Franchot Sounds Alarm as State Gets Close to Approaching Its Debt Limit


By Megan Poinski, Megan@MarylandReporter.com

(August 11, 2011)—As the world is still reeling from the partisan gridlock in Washington over raising the federal debt ceiling, Comptroller Peter Franchot sounded the alarm on Wednesday over a project that may force Maryland to have to raise its own debt limit.

The project, a 20-year lease for the Maryland Economic Development Corporation to sell bonds to construct and equip a new state Public Health Laboratory in the Johns Hopkins University Science + Technology Park, will cost the state $15.3 million a year. Franchot, a member of the Board of Public Works, pointed out before voting for the contract that adding this project to the state’s debt will likely require the state to increase its debt limit.

Franchot said the project is important, and he and Gov. Martin O’Malley voted to approve the lease on Wednesday. Treasurer Nancy Kopp, the board’s third member, was in transit from a conference on Wednesday and not at the meeting.

The state of Maryland has a self-imposed debt service limit of 8% of revenues. Franchot said that according to his calculations, this project could mean that the state needs to raise that debt limit in 2016. And if the project leads the state to have to increase its debt limit, given the current political climate, Franchot pronounced it “outrageous.”

“This is something we should avoid at all costs until we get into recovery,” Franchot said.

Bernadette Benik, the state’s chief deputy treasurer, said that approval of the project does not necessarily mean an impending state debt issue.
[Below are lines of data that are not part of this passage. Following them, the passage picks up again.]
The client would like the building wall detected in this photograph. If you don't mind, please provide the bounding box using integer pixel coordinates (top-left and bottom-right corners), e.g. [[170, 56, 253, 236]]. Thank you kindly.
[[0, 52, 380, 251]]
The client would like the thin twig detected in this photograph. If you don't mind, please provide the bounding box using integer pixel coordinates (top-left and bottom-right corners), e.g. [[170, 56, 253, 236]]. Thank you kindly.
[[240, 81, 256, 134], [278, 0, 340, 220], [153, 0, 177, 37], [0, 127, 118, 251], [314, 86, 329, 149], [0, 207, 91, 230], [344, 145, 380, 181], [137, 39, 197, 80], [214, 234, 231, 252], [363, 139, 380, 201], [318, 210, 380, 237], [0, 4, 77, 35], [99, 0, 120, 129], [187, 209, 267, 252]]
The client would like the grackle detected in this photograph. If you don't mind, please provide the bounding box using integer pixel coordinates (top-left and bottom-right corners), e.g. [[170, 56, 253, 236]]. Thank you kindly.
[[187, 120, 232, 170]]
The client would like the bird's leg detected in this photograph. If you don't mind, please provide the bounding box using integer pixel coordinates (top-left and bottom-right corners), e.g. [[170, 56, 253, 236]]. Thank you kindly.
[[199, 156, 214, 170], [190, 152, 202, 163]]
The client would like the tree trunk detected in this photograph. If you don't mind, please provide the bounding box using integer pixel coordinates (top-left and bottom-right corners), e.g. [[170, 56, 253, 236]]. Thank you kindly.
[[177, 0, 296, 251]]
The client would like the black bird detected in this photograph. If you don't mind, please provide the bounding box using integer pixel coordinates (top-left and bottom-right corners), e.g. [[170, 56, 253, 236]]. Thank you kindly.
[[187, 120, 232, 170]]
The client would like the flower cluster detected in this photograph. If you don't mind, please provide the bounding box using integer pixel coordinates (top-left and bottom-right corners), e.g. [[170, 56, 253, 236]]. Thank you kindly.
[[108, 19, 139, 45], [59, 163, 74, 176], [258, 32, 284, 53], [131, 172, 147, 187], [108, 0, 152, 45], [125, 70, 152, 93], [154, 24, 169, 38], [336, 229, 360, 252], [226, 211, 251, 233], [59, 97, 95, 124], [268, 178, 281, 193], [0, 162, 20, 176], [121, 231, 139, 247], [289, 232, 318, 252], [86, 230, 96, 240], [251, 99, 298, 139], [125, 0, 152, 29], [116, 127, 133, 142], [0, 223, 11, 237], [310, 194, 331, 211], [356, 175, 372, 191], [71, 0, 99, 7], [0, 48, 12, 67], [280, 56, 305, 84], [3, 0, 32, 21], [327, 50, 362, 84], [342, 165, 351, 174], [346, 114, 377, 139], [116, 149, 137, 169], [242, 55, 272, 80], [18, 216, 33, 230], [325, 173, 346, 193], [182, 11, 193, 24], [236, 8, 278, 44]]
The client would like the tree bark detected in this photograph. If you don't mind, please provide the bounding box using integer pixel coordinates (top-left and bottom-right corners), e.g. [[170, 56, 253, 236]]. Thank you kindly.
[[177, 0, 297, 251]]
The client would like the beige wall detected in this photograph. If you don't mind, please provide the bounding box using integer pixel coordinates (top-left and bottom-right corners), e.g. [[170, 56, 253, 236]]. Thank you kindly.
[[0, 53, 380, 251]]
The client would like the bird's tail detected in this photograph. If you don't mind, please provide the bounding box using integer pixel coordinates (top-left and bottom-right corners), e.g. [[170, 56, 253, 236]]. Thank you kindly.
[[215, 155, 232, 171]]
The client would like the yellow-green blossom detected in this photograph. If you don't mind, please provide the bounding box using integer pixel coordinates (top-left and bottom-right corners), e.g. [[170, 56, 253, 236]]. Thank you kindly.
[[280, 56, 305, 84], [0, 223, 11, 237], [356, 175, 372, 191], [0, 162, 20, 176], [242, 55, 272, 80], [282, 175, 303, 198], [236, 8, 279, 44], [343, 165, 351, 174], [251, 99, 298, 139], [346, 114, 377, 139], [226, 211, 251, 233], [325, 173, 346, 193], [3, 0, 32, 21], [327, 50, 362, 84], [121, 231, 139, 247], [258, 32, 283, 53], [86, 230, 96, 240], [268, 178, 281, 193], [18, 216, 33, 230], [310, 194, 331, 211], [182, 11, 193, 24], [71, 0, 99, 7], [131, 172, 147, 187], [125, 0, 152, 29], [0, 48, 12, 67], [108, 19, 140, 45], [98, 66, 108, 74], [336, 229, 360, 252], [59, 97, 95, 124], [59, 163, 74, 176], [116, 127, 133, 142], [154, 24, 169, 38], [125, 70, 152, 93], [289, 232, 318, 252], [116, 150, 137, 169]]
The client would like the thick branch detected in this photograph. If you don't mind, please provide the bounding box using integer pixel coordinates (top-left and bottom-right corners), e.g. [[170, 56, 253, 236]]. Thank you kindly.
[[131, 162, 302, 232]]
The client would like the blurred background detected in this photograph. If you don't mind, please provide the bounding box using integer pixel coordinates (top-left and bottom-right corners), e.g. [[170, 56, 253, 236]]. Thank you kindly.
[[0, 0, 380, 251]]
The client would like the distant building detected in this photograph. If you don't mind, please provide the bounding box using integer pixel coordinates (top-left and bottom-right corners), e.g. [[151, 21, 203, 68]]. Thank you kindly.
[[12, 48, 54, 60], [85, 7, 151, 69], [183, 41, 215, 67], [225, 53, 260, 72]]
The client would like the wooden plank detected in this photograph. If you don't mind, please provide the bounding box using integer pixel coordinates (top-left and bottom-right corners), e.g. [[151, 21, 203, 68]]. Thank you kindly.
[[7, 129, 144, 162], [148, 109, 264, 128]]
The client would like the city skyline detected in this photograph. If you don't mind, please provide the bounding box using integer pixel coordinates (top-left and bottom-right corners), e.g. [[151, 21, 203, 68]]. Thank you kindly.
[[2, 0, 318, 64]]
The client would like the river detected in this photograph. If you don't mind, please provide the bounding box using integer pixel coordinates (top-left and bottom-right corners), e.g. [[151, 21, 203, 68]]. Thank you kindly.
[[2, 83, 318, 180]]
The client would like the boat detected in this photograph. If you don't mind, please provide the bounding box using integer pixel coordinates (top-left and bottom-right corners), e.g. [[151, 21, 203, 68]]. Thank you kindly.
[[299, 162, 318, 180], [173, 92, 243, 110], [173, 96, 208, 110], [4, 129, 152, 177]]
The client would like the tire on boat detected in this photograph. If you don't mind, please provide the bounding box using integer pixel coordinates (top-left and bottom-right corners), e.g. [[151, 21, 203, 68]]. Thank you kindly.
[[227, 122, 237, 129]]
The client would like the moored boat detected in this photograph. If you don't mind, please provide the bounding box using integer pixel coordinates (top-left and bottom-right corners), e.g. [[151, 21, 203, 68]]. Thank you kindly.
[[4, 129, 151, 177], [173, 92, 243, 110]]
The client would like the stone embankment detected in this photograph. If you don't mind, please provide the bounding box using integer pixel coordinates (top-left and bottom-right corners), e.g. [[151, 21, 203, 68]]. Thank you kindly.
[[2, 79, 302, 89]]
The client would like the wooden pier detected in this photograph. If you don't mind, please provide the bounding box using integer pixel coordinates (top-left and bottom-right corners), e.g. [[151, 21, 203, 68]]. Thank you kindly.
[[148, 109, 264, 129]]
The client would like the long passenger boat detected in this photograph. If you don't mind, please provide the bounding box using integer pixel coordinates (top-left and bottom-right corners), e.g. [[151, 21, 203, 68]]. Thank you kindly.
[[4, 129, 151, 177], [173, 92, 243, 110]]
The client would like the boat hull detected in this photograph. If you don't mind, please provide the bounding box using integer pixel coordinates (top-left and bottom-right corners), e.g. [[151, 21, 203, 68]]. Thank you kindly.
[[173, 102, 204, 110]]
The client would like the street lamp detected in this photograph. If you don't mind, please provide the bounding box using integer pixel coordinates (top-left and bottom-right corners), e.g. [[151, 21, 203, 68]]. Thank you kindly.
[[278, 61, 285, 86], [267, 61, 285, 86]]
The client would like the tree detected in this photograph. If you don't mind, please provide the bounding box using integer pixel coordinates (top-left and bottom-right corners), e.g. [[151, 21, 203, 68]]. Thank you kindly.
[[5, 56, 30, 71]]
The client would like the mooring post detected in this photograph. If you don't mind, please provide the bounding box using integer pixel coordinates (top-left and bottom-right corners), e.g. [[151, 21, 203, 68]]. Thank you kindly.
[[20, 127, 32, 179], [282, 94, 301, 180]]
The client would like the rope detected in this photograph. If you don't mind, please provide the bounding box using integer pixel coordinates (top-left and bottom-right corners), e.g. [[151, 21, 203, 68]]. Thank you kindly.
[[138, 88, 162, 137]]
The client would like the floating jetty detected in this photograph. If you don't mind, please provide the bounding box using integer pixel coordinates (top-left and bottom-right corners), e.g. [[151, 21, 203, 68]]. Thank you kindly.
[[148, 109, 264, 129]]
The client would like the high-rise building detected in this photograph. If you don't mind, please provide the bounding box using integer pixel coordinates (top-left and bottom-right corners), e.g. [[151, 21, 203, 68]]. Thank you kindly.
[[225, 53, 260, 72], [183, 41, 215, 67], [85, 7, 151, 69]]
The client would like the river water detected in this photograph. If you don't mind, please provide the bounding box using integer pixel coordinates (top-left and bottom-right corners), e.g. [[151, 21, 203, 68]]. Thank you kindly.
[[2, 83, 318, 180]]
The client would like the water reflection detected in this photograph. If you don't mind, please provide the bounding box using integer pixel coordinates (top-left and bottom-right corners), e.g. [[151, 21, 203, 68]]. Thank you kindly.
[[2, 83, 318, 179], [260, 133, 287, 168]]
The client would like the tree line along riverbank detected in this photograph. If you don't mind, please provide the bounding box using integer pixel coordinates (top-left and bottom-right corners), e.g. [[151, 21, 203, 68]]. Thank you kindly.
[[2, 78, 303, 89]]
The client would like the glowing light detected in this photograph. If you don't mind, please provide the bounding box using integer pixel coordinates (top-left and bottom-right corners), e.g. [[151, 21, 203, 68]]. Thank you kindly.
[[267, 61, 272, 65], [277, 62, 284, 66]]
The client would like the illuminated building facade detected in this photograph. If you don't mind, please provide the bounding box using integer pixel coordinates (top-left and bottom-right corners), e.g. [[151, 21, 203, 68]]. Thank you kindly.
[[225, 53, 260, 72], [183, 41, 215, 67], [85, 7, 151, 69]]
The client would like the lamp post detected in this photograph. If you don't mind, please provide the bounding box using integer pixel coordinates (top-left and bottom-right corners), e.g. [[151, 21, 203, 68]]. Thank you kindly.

The Capital Debt Affordability Committee meets every year to crunch revenues and debt payoff amounts, and makes recommendations on how much new debt the state can take on each year. The committee has its first meeting of the year on Friday, and will work toward coming out with new recommendations.

Based on what has been looked at so far, which is everything except for the revenue estimates for the coming year, Benik said that that the debt payments will get close to the 8% cap, but not quite there in the years that Franchot was concerned about. New credits for energy savings, as well as more accurate numbers for future projects like slot machines at the Arundel Mills casino, are reducing what counts toward the state’s total debt.

Franchot said he is concerned about several things changing, or the Government Accounting Standards Board changing the way that states need to classify their capital debt. Benik said that if that happens, “it is up to the CDAC to look at” increasing the state’s debt limit.

Franchot responded that there are many worthy projects, but the state can’t make decisions that would lead to an eventual increase of the debt ceiling based on that alone. Maryland’s leaders must exercise fiscal prudence.

“It we were in better times, we could at least talk about it. But these are not better times,” Franchot said.

O’Malley said that Franchot’s concerns were well stated, and trusted that Maryland would move forward taking a “balanced approach” to debt spending.

The new public health lab will be five stories tall, and 234,000 square feet. It will contain different kinds of laboratories, as well as administrative space, and will be used to help lab scientists identify disease outbreaks and bioterrorism attacks. The state’s laboratory tests food, water and environmental hazards, as well as tracks diseases.

In the new building, lab space will be divided into different kinds of research divisions, including newborn screening, environmental chemistry, molecular biology, virology-immunology, environmental microbiology, and public health microbiology. Construction is slated to begin this fall.